The Corner

‘Travesty in New Jersey’

I write about the Rutgers case today:

Dharun Ravi is the Rutgers student who used a webcam to spy on his gay roommate, Tyler Clementi. When Clementi committed suicide by throwing himself off the George Washington Bridge, the tragedy became a morality play. It was widely reported that Ravi had posted a video of the closeted Clementi having sex, and thus outed him and drove him to take his own life. Shy and a talented violinist, Clementi became a national symbol of anti-gay bullying. “Something must be done,” declared Ellen DeGeneres.

The prosecutors have duly done something: After he refused to admit guilt in a plea deal, they have thrown the book at Ravi, who could face ten years in prison if convicted in a trial that has just begun.

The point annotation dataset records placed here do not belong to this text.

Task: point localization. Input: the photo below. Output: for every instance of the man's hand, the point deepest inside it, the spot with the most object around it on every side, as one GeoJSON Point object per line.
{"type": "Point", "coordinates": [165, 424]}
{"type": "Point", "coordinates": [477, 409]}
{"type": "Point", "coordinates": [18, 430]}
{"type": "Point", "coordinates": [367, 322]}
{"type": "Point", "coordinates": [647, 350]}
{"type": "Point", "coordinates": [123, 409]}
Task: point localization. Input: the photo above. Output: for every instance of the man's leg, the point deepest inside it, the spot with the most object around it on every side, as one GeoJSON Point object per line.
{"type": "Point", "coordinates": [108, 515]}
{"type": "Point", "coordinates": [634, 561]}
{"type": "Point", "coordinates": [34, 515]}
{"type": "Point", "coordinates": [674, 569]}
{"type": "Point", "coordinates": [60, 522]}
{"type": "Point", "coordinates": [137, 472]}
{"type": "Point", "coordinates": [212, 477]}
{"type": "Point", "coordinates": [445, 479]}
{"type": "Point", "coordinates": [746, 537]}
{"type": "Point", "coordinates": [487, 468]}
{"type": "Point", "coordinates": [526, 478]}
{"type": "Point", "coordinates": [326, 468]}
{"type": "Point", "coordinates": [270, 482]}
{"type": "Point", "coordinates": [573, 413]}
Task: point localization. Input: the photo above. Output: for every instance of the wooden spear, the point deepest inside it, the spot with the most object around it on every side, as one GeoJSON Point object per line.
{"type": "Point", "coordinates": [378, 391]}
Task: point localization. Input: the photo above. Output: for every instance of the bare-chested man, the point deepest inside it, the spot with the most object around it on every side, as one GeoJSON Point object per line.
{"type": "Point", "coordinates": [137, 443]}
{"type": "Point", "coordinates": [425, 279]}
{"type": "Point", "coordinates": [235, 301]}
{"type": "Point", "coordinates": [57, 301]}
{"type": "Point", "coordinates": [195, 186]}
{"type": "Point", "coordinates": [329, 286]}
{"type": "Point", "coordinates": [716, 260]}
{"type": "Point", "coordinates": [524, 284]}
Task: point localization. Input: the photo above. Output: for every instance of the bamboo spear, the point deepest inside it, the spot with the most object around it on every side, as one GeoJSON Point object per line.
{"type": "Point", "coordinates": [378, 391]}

They are pursuing Ravi to the utmost despite the unraveling of the tidy black-and-white story that rightly outraged people at the time of Clementi’s death. In a long, nuanced account of the case in The New Yorker, Ian Parker reports that the initial narrative about the tragedy was entirely erroneous: “There was no posting, no observed sex, and no closet.”

I take a dimmer view of Dharun Ravi than Derb does, but I agree with him that this case is a travesty. For a counter view, see Peter Hansen in the comments and in this long, thoughtful blog post.